06.06.2022

Pakistan: Christ wegen Blasphemie angeklagt

und gegen Kaution freigelassen: Gutachten attestiert bipolare Störung

Karatschi (Fides) - "Die Gewährung einer Freilassung auf Kaution für Stephen Masih, einen psychisch Kranken, der der Blasphemie beschuldigt wird, ist ein positiver Schritt: Man kann eine psychisch instabile Person nicht wegen irgendetwas anklagen, weil die Person nicht das volle Wissen darüber hat, was sie tut. Das Verfahren ist bereits seit drei Jahren anhängig, ich möchte, dass es endgültig eingestellt wird. Es tut mir leid, sagen zu müssen, dass der Missbrauch des Blasphemiegesetzes immer noch Schaden anrichtet und Menschen die Gesetzgebung für ihren persönlichen Groll und ihre Rachegelüste nutzen. So geschehen im Fall von Stephen Masih, 40 Jahre alt, der wegen eines Streits mit seiner Familie und seinen Nachbarn der Blasphemie beschuldigt wurde", so Pfarrer Mario Rodrigues, ein Priester der Erzdiözese Karatschi, gegenüber Fides. "Wir begrüßen die Entscheidung des Gerichts, eine Kaution zu gewähren, sind aber gleichzeitig um die Sicherheit des Mannes besorgt. Sobald eine Person in Pakistan der Blasphemie beschuldigt wird, ist ihr Leben immer in Gefahr", so der katholische Geistliche.
Der Vorsitzende der Nichtregierungsorganisation "Voice for Justice", Joseph Jansen, der den Fall verfolgt hat, erklärt gegenüber Fides: "Die Polizei hatte Stephens Haus gestürmt und ihn ohne Ermittlungen verhaftet und sogar seine Mutter geschlagen, so dass sie einen Bein- und Armbruch erlitt.

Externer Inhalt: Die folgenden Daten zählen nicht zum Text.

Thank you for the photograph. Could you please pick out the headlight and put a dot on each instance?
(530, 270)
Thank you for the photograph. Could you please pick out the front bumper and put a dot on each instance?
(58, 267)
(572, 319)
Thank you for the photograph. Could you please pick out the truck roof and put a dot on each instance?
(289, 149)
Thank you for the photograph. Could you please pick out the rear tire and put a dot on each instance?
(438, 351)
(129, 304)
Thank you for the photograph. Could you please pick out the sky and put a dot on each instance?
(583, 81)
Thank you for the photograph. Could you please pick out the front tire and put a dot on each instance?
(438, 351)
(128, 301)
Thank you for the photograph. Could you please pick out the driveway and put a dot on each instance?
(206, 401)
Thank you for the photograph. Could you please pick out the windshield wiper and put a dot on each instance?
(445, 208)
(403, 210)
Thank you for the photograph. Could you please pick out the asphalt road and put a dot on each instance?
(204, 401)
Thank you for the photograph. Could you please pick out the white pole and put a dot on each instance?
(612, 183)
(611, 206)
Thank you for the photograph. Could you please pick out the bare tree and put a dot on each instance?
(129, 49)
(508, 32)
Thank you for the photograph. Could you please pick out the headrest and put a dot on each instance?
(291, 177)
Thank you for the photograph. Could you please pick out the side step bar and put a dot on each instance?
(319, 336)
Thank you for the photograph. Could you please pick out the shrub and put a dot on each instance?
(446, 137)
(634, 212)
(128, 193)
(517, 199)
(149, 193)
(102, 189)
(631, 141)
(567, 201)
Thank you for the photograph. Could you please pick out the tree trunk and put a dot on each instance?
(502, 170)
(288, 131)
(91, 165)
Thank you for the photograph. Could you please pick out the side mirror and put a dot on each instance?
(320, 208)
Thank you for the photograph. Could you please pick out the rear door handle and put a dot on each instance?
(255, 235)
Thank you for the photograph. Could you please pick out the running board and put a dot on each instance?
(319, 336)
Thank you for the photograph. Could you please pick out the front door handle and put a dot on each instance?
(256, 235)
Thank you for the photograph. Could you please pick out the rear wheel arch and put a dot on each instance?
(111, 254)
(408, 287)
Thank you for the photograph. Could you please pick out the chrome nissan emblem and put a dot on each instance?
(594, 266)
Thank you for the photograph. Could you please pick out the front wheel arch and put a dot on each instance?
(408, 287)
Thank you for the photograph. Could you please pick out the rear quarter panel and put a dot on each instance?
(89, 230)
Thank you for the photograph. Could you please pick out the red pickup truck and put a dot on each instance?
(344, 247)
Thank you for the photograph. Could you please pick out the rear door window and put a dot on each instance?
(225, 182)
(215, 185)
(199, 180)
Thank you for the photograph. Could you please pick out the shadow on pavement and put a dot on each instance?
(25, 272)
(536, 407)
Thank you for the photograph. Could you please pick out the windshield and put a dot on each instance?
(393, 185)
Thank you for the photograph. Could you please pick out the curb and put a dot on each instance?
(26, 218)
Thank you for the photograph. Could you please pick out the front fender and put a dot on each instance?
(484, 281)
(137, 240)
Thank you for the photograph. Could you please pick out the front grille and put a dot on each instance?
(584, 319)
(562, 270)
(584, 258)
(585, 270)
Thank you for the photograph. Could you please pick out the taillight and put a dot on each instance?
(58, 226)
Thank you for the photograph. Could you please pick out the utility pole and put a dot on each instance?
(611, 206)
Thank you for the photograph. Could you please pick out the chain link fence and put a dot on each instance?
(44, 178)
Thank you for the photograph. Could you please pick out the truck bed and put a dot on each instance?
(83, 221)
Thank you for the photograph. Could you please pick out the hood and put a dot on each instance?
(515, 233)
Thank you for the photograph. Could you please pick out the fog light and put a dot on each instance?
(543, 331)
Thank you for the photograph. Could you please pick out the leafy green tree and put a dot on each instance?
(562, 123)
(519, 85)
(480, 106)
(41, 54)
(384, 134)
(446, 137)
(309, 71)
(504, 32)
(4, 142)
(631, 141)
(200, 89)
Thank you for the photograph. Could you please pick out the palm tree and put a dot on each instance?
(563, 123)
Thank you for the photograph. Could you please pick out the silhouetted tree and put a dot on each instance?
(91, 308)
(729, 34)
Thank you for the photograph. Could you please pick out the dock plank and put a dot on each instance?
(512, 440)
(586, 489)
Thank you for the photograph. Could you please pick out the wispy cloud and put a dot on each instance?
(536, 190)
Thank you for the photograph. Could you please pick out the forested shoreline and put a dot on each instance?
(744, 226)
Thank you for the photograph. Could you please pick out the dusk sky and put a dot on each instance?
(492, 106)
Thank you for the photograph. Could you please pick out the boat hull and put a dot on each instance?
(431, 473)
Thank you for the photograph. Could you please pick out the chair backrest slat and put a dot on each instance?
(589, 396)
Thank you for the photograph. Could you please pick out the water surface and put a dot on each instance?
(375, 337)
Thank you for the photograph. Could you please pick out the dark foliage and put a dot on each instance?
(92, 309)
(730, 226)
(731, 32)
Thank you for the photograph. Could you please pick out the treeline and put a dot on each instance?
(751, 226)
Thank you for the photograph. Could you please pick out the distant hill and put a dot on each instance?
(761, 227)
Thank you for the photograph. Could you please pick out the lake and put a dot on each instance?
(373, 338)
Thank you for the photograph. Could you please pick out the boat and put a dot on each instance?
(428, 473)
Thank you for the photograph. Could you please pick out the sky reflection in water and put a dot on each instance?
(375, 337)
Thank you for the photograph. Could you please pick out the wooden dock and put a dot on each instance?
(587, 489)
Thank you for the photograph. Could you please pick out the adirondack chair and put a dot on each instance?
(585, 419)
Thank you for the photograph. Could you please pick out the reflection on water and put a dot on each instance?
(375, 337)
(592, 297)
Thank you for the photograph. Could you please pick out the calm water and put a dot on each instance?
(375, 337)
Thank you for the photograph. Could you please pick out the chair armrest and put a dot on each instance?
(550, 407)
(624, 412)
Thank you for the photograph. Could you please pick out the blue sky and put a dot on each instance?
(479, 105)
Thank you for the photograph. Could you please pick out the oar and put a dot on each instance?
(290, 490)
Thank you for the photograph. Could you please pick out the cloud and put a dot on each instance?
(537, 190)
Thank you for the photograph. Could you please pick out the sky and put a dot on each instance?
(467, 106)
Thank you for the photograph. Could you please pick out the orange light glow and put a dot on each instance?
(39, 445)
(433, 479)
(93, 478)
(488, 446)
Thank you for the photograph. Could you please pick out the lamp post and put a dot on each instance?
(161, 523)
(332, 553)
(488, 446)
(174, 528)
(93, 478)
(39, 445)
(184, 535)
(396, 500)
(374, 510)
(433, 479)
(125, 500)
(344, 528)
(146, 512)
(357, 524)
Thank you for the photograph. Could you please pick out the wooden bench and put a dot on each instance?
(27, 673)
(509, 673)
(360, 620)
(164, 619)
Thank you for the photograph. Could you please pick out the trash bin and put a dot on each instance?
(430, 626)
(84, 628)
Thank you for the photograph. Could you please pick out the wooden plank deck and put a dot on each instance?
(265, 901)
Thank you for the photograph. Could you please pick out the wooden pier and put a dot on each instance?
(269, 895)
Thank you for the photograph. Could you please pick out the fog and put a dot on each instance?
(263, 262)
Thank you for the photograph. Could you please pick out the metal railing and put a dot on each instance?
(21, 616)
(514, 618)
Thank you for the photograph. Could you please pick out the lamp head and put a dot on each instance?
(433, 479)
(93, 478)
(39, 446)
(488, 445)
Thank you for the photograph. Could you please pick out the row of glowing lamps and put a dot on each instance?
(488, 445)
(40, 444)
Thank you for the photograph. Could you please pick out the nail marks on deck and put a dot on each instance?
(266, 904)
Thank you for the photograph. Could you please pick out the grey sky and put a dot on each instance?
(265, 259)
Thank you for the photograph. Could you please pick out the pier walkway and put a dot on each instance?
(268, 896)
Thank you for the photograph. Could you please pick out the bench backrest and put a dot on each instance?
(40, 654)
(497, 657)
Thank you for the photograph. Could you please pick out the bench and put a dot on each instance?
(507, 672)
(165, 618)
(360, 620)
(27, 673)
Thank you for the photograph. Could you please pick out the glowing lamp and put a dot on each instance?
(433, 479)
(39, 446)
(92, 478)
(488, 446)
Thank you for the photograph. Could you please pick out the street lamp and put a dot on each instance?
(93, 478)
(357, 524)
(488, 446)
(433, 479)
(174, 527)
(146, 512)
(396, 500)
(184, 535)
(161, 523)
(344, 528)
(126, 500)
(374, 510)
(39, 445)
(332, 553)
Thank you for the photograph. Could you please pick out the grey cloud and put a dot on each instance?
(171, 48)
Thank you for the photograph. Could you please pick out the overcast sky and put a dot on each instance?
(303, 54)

Ohne die Echtheit der Anschuldigungen zu überprüfen, griff ein Mob unschuldige Menschen an und folterte sie. Dieser Fall ist ein klares Beispiel für den Missbrauch des Blasphemiegesetzes für persönliche Rache". "Wir fordern, dass all diejenigen, die im Namen der Religion zu Gewalt auf der Grundlage von Blasphemievorwürfen aufstacheln oder Gewalt ausüben, sowie diejenigen, die andere fälschlicherweise der Blasphemie beschuldigen, vor Gericht gestellt und ordnungsgemäß bestraft werden", so Joseph Jansen weiter
Rechtsanwalt Abdul Hameed Rana erklärte: "Dieser Gerichtsbeschluss ist ein Sieg für Wahrheit und Gerechtigkeit, da Stephen für eine Straftat inhaftiert war, die er nie begangen hat. Es gab falsche Zeugenaussagen. Nach seiner Freilassung auf Kaution werden wir unsere Bemühungen fortsetzen, um seine Unschuld und seinen endgültigen Freispruch zu erreichen".
Stephen Masih wurde am 11. März 2019 festgenommen, als ein wütender Mob sein Haus überfiel und ihn und Mitglieder seiner Familie misshandelte. Die Polizei rettete Stephen zunächst vor dem wütenden Mob und klagte schließlich ihn gemäß Artikel 295 C des pakistanischen Strafgesetzbuchs wegen Schändung des Namens des Propheten Mohammed an, worauf die unter anderem die Todesstrafe oder lebenslange Haft steht.
Nach Angaben von Familienmitgliedern stritt Stephen Masih, der an einer "bipolaren Störung" leidet, mit seiner Mutter, seiner Schwester, seinem Schwager und seinen Nachbarn und benutzte Schimpfwörter, die in keiner Weise mit religiösen Themen oder religiösen Figuren zu tun hatten. Er beschimpfte eine dabei auch eine benachbarte muslimische Frau, deren Ehemann, der muslimische Geistliche Hafiz Muhammad Mudassar, Stephen, der Gotteslästerung beschuldigte und Gerüchte verbreitete, Stephen habe sich blasphemisch über den Propheten Mohammed geäußert. Nach der Anhörung am 3. Juni 2019 wurde Stephen wegen Blasphemie angeklagt und inhaftiert.
Im März 2020 kam das Punjab Institute of Mental Health am 30. Juli 2021 zu dem Schluss, dass Stephen Masih an einer "bipolaren affektiven Störung" leidet, und erklärte ihn aufgrund seiner psychischen Probleme für "verhandlungsunfähig". Das Gericht hat dies nun zur Kenntnis genommen und eine Kaution gewährt.